In the first group are cases of neurasthenia, hysteria, hypochondria, melancholia, mania, light grades of dementia, some forms of drug addiction and alcoholism, and physical diseases with incidental mental symptoms. These patients are capable of making their wants known, of protecting themselves against injustice or neglect, and of enforcing any obligation of care or treatment assumed by the physician or hospital.

874  

The second group includes, primarily, cases of delirium or stupor, and secondly, cases of feeble-mindedness, either native, as in idiocy or imbecility, or acquired, as in advanced dementia, the late stages of paresis, and old age. Delirium and stupor are mental states due to acute and profound changes in physical conditions, the pathological substratum of which is exhaustion and toxemia. The cases are critical and often fatal. They can rarely be treated at home, should not be committed to an institution for the insane, and require prompt and energetic measures, such as a general hospital may give. The question of improper motive or unauthorized interference is no more pertinent than when a patient unconscious from the uremia of Bright's disease is plunged unceremoniously into a bath. The mental enfeeblement of advanced dementia, paresis, and old age, gives opportunity to designing persons, and care should be exercised by the custodians of these helpless patients' to protect them from injustice. When property interests are involved it is wise that legal cognizance be taken of their incompetency.

875  

In the third group are cases of early paresis and of delusional insanity. The experience of Pavilion F has shown that the confines of a small building are too limited for the characteristic restlessness and magniloquence of paresis. Delusional insanity is always a most troublesome condition.
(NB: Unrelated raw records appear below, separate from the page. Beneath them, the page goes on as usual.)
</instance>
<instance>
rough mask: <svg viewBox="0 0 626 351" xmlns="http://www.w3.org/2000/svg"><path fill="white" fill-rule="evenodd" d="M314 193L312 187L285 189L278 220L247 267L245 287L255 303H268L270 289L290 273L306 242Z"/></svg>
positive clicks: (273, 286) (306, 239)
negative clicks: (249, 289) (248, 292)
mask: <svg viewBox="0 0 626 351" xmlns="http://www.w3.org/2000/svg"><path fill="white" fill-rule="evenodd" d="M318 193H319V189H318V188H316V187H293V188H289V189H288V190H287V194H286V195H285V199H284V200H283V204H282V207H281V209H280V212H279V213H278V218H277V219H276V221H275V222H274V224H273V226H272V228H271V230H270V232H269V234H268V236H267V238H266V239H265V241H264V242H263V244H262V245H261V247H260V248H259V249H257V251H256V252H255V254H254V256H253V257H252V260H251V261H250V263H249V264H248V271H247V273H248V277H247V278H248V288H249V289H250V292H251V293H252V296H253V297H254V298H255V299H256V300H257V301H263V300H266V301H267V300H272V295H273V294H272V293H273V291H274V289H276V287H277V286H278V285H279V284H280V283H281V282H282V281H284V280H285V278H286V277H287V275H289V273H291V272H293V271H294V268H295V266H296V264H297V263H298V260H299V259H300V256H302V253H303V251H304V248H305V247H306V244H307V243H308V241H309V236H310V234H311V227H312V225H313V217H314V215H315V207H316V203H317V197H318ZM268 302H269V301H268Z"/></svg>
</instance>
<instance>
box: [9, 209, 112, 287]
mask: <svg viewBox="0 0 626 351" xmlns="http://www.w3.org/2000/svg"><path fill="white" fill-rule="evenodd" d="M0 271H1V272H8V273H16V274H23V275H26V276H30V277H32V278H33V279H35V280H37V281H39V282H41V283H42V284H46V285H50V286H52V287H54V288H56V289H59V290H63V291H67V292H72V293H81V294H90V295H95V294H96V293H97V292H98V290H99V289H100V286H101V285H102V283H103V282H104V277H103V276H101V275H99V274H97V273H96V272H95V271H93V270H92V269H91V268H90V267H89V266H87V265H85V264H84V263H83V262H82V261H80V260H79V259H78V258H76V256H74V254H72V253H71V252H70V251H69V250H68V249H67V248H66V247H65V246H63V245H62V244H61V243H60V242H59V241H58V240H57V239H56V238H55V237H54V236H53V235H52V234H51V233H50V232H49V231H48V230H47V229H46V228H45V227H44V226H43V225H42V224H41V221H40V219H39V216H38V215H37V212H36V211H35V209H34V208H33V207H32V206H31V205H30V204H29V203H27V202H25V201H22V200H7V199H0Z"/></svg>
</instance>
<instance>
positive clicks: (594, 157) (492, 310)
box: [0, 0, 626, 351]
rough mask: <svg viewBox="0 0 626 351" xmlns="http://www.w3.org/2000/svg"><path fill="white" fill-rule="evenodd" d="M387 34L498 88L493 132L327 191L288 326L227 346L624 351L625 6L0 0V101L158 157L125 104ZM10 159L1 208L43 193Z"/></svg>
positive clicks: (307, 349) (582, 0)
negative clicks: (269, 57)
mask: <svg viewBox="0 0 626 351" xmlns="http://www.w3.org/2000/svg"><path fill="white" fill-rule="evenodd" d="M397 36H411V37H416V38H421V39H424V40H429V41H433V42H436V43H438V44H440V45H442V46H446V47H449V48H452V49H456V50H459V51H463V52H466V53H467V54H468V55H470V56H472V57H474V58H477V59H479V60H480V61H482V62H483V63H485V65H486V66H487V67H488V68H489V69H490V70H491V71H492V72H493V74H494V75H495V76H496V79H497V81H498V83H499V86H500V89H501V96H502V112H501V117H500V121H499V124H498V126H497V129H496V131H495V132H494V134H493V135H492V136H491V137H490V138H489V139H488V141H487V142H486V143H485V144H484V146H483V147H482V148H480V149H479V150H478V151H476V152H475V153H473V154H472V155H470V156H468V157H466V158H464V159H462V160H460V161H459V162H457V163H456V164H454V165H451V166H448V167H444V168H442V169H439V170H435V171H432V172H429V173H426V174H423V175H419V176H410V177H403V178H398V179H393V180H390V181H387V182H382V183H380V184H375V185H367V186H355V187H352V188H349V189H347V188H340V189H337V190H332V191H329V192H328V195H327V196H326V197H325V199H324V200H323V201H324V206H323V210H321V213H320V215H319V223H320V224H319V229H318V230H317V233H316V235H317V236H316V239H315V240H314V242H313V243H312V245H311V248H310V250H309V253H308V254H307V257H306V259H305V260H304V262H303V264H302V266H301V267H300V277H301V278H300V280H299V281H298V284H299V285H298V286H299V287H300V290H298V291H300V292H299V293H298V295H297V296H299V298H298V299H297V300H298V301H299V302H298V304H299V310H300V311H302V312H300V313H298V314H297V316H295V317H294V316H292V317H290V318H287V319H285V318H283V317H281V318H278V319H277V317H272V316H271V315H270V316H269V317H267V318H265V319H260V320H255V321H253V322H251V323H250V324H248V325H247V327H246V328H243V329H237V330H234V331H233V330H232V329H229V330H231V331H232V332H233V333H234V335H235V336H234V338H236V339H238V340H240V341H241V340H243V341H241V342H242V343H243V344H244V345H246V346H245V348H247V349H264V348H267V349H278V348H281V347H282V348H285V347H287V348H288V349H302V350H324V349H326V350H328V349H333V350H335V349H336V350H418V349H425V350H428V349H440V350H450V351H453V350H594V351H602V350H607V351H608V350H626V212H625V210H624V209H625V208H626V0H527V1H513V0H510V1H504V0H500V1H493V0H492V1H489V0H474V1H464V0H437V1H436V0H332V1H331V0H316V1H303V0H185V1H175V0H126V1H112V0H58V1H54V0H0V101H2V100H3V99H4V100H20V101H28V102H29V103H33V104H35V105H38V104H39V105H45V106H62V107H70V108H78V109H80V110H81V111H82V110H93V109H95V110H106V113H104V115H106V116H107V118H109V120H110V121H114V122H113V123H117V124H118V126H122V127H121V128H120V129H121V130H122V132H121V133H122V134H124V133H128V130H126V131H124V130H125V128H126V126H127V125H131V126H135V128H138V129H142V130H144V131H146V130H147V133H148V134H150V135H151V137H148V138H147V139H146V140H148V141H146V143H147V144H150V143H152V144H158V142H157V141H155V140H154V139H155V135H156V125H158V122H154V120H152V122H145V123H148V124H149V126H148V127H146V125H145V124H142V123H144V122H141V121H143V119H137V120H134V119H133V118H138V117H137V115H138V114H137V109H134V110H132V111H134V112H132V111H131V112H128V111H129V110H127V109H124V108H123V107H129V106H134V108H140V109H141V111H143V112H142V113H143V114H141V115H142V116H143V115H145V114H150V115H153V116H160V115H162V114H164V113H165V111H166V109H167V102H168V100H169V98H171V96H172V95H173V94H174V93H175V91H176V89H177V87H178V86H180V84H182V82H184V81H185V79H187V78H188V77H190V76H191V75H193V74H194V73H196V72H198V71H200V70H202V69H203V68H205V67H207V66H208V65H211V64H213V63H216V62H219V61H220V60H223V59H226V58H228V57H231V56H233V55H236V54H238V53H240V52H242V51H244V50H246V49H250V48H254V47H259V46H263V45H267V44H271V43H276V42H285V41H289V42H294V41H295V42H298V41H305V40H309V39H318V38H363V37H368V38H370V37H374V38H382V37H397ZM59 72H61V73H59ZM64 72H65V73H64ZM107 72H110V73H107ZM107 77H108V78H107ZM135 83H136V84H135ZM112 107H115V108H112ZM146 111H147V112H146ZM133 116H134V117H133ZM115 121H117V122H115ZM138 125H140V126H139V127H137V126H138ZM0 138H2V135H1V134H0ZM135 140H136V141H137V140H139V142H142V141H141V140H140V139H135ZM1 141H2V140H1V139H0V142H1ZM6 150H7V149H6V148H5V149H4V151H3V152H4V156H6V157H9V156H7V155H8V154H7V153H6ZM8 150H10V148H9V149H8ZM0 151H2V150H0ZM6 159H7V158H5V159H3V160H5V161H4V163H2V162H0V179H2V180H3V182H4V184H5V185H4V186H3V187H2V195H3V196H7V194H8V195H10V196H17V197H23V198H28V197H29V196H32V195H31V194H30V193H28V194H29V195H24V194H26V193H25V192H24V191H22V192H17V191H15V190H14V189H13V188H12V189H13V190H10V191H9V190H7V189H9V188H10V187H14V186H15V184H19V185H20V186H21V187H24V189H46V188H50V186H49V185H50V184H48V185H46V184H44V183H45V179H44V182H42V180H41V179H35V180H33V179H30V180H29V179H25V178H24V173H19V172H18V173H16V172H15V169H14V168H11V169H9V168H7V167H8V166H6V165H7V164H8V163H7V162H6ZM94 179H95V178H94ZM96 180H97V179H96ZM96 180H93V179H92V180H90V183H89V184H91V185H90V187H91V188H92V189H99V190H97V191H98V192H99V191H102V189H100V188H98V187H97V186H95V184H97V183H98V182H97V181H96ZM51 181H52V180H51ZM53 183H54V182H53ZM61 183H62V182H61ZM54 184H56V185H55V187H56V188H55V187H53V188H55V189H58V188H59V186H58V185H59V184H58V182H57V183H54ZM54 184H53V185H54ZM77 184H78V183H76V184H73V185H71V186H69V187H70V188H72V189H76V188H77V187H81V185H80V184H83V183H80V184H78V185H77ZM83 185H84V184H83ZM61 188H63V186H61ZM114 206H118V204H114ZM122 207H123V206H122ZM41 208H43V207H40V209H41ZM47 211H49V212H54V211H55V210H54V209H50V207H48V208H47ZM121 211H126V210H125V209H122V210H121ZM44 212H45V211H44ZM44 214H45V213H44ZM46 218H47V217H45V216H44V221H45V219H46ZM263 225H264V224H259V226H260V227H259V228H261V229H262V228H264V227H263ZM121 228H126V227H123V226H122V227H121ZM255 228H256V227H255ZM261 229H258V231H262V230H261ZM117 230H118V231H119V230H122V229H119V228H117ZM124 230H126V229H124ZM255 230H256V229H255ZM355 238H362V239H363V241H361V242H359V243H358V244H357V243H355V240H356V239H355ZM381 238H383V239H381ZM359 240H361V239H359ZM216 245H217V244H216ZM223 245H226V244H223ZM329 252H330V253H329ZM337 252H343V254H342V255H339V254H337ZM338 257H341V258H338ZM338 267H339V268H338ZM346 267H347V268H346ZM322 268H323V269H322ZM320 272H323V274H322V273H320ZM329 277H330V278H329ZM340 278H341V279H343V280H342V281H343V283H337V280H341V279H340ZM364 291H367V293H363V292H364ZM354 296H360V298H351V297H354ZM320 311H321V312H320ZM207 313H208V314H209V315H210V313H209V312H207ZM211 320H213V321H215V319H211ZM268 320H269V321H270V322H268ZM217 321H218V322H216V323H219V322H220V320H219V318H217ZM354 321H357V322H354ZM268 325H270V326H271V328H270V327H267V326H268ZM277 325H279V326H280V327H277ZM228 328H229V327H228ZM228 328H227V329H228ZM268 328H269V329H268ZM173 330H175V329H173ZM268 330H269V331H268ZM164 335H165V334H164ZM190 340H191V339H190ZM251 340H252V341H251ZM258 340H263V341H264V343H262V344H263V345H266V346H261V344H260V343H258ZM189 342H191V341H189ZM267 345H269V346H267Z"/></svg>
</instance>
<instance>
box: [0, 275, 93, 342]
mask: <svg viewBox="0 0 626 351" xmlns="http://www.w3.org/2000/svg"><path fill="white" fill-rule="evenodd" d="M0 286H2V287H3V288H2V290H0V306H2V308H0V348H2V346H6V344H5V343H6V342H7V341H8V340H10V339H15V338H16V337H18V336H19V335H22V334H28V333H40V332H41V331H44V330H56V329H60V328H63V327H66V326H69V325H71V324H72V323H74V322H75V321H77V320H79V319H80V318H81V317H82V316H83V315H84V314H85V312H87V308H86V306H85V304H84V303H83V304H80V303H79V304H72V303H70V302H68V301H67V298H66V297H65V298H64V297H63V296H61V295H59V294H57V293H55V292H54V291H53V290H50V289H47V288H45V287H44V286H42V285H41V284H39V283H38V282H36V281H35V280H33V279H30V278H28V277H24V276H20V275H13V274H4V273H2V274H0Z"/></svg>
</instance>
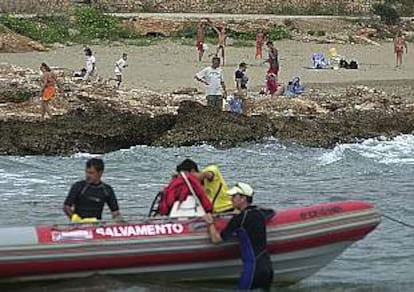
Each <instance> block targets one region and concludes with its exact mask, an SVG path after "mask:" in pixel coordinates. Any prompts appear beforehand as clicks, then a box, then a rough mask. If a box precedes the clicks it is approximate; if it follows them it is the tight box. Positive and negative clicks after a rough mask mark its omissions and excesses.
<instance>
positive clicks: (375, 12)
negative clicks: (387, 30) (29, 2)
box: [373, 0, 400, 25]
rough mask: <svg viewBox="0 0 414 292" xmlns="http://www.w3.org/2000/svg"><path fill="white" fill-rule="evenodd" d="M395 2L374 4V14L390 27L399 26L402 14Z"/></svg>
mask: <svg viewBox="0 0 414 292" xmlns="http://www.w3.org/2000/svg"><path fill="white" fill-rule="evenodd" d="M394 4H395V1H394V0H386V1H384V3H377V4H374V6H373V10H374V14H376V15H378V16H380V17H381V20H382V21H383V22H384V23H385V24H388V25H394V24H398V23H399V22H400V14H399V13H398V11H397V8H396V6H395V5H394Z"/></svg>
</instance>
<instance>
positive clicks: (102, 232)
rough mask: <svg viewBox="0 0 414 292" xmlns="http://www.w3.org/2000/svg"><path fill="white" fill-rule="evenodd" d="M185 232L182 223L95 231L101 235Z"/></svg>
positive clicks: (137, 234) (130, 227) (97, 230)
mask: <svg viewBox="0 0 414 292" xmlns="http://www.w3.org/2000/svg"><path fill="white" fill-rule="evenodd" d="M183 232H184V226H183V225H182V224H171V223H167V224H147V225H124V226H108V227H100V228H97V229H96V230H95V233H96V234H97V235H98V236H101V237H136V236H155V235H171V234H181V233H183Z"/></svg>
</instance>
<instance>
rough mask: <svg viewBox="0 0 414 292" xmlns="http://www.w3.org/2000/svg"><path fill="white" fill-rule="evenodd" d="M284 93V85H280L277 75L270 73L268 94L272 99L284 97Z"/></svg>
mask: <svg viewBox="0 0 414 292" xmlns="http://www.w3.org/2000/svg"><path fill="white" fill-rule="evenodd" d="M283 92H284V87H283V85H281V84H279V83H278V80H277V75H276V74H274V73H268V74H267V75H266V93H267V94H270V95H271V96H272V97H274V96H279V95H282V94H283Z"/></svg>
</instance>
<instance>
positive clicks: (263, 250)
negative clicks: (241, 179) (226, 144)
mask: <svg viewBox="0 0 414 292" xmlns="http://www.w3.org/2000/svg"><path fill="white" fill-rule="evenodd" d="M228 194H229V195H230V196H231V197H232V203H233V206H234V208H235V209H238V210H240V211H241V212H240V213H239V214H237V215H235V216H234V217H233V218H232V219H231V220H230V222H229V223H228V224H227V226H226V228H225V229H224V230H223V231H222V232H218V230H217V229H216V227H215V225H214V218H213V217H212V216H211V214H206V215H205V216H204V219H205V221H206V222H207V224H208V225H209V226H208V232H209V234H210V237H211V240H212V242H213V243H219V242H222V241H227V240H229V239H231V238H233V237H238V239H239V245H240V251H241V256H242V261H243V272H242V275H241V277H240V280H239V284H238V289H240V290H250V289H263V290H269V289H270V286H271V284H272V281H273V267H272V263H271V260H270V256H269V254H268V252H267V250H266V246H267V238H266V220H268V219H270V218H272V217H273V216H274V214H275V213H274V211H273V210H264V209H260V208H258V207H256V206H252V205H251V203H252V201H253V189H252V187H251V186H249V185H248V184H245V183H238V184H236V185H235V186H234V187H233V188H231V189H230V190H229V191H228Z"/></svg>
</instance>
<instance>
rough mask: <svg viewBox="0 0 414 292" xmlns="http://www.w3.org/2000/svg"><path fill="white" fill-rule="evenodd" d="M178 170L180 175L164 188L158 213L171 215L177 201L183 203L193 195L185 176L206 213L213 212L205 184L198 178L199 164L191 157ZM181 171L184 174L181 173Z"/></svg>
mask: <svg viewBox="0 0 414 292" xmlns="http://www.w3.org/2000/svg"><path fill="white" fill-rule="evenodd" d="M176 171H177V173H178V175H177V176H175V177H174V178H173V179H172V180H171V182H170V183H169V184H168V185H167V186H166V187H165V188H164V189H163V192H162V193H163V194H162V197H161V201H160V203H159V205H158V214H159V215H164V216H166V215H169V214H170V212H171V209H172V207H173V205H174V203H175V202H177V201H179V202H181V203H182V202H184V201H185V200H187V197H188V196H192V195H193V194H192V191H191V190H190V188H189V186H188V184H187V182H186V180H185V178H184V176H185V177H186V178H187V181H188V183H189V184H190V185H191V187H192V189H193V190H194V193H195V194H196V195H197V198H194V199H195V201H196V202H197V201H199V202H200V203H201V205H202V207H203V209H204V211H205V212H206V213H211V212H212V211H213V205H212V204H211V202H210V200H209V199H208V197H207V195H206V193H205V191H204V188H203V186H202V185H201V183H200V181H199V179H198V178H197V172H198V166H197V164H196V163H195V162H194V161H192V160H191V159H185V160H184V161H183V162H182V163H181V164H179V165H178V166H177V168H176ZM181 173H183V174H184V175H181Z"/></svg>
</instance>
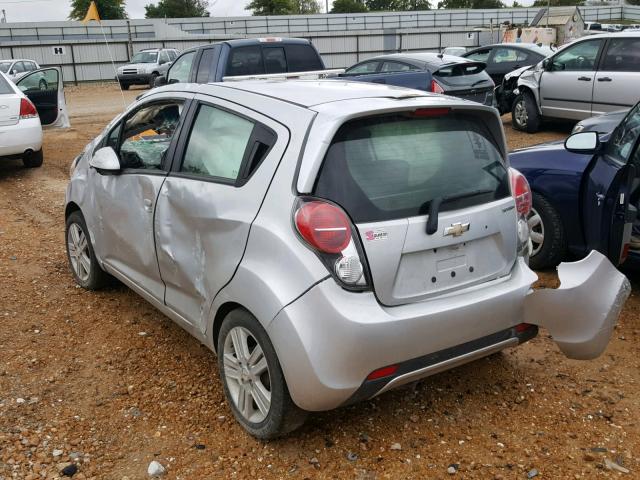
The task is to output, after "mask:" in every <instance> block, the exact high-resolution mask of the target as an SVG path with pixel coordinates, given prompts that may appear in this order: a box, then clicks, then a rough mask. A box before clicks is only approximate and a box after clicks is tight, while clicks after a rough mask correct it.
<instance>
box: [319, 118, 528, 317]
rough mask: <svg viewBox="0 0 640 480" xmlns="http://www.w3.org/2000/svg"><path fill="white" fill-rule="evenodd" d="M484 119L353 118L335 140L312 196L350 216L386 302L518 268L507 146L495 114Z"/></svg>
mask: <svg viewBox="0 0 640 480" xmlns="http://www.w3.org/2000/svg"><path fill="white" fill-rule="evenodd" d="M484 113H485V115H484V116H481V115H480V114H478V111H477V110H468V111H460V110H456V111H450V110H449V109H441V108H440V109H430V110H426V109H422V110H416V111H414V112H406V113H394V114H388V115H378V116H373V117H367V118H361V119H356V120H352V121H349V122H347V123H345V124H344V125H342V127H340V129H339V130H338V132H337V133H336V135H335V137H334V139H333V141H332V143H331V146H330V147H329V149H328V151H327V154H326V157H325V160H324V162H323V165H322V167H321V169H320V172H319V175H318V178H317V181H316V185H315V188H314V196H316V197H320V198H326V199H328V200H330V201H333V202H335V203H337V204H338V205H340V206H341V207H342V208H343V209H344V210H345V211H346V212H347V214H348V215H349V216H350V217H351V220H352V222H353V223H354V225H355V226H356V229H357V231H358V233H359V235H360V240H361V242H362V245H363V248H364V252H365V255H366V258H367V261H368V264H369V269H370V274H371V280H372V283H373V287H374V290H375V293H376V296H377V298H378V300H379V301H380V302H381V303H382V304H385V305H390V306H391V305H401V304H406V303H411V302H416V301H421V300H425V299H428V298H431V297H433V296H438V295H443V294H446V293H449V292H454V291H456V290H460V289H462V288H466V287H470V286H472V285H475V284H480V283H483V282H487V281H490V280H493V279H496V278H498V277H500V276H504V275H507V274H508V273H509V272H510V271H511V268H512V266H513V263H514V261H515V258H516V249H517V246H516V242H517V233H516V213H515V208H514V202H513V199H512V197H511V196H510V189H509V180H508V172H507V168H506V166H505V164H504V161H503V157H502V154H501V152H500V148H499V147H498V145H499V144H500V143H499V142H500V139H496V138H494V137H493V136H492V133H491V131H490V129H489V128H488V127H487V124H486V122H487V118H493V117H494V115H491V116H487V115H486V112H484ZM494 121H495V122H498V118H497V117H495V119H494ZM494 131H495V130H494ZM498 131H499V130H498ZM429 214H431V217H432V222H429V218H430V215H429ZM436 219H437V221H435V220H436ZM428 223H431V225H430V226H431V227H433V226H434V225H435V230H433V229H430V233H427V231H428V228H427V227H428Z"/></svg>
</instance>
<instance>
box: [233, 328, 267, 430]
mask: <svg viewBox="0 0 640 480" xmlns="http://www.w3.org/2000/svg"><path fill="white" fill-rule="evenodd" d="M223 355H224V357H223V364H224V381H225V383H226V384H227V388H228V389H229V394H230V396H231V399H232V400H233V403H234V405H235V406H236V408H237V409H238V411H239V412H240V414H241V415H242V416H243V417H244V418H245V419H246V420H248V421H250V422H253V423H260V422H262V421H263V420H264V419H265V418H266V417H267V415H268V414H269V409H270V408H271V378H270V376H269V366H268V365H267V359H266V357H265V356H264V352H263V350H262V347H261V346H260V344H259V343H258V341H257V339H256V338H255V337H254V336H253V335H252V334H251V332H249V330H247V329H246V328H243V327H234V328H232V329H231V330H230V331H229V333H228V334H227V337H226V338H225V341H224V352H223Z"/></svg>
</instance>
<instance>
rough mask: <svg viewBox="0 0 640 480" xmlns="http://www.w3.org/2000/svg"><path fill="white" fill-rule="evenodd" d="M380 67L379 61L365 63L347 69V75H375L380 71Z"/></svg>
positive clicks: (356, 65)
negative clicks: (376, 73)
mask: <svg viewBox="0 0 640 480" xmlns="http://www.w3.org/2000/svg"><path fill="white" fill-rule="evenodd" d="M378 65H380V62H377V61H371V62H364V63H360V64H359V65H355V66H353V67H351V68H349V69H347V72H346V73H374V72H376V71H377V70H378Z"/></svg>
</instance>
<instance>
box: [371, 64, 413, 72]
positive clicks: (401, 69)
mask: <svg viewBox="0 0 640 480" xmlns="http://www.w3.org/2000/svg"><path fill="white" fill-rule="evenodd" d="M408 70H417V68H415V67H413V66H411V65H408V64H406V63H400V62H384V63H383V64H382V68H381V69H380V71H381V72H406V71H408Z"/></svg>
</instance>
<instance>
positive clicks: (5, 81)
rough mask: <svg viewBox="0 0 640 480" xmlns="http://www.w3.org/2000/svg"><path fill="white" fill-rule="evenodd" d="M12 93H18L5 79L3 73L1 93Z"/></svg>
mask: <svg viewBox="0 0 640 480" xmlns="http://www.w3.org/2000/svg"><path fill="white" fill-rule="evenodd" d="M11 93H16V92H15V91H14V90H13V88H11V85H9V82H8V81H7V80H5V78H4V77H3V76H2V75H0V95H7V94H11Z"/></svg>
Any form of opposition, detention, or restriction is resented, and indeed the determination of the delusion may be difficult, particularly when marital infidelity or domestic infelicity is the basis of the disturbance. Husbands with quarrelsome wives, wives with intemperate husbands, children with degenerate parents, parents with disobedient children, occasionally look to the hospital for relief. Inasmuch as the management of such patients involves the question of custody rather than treatment, and restrictive measures are appropriately decided by the courts, the hospital refrains from engaging in these disputes.

876  

It should not be forgotten that insanity is disease, and that the determination by a court of the treatment of disease is illogical. A few patients in incipient stages, less than twenty-five per cent, and probably not more than ten per cent, fail to recognize the morbid origin of their abnormal thought and action, and decline the remedy. They become a menace to themselves or others, and are subject to legal measures because they are unsafe, violate law and order, and render themselves liable to restraint. They constitute one class for whom supervision is necessary. Another group of patients are those who do not recover and need the good offices of the court, not however for the safety of their neighbors, but because they are left, after the active disease has subsided, with a mental scar, a defect in intelligence, and are incompetent to carry on independently the duties of life, to mingle in society, or to support or protect themselves in the struggle for existence. They are the demented, or mentally enfeebled, comprising the bulk of the State hospital population, a rapidly increasing number who are a helpless burden. It is right that provision for them be under the jurisdiction of the State, in the interest of both the State and its beneficiaries.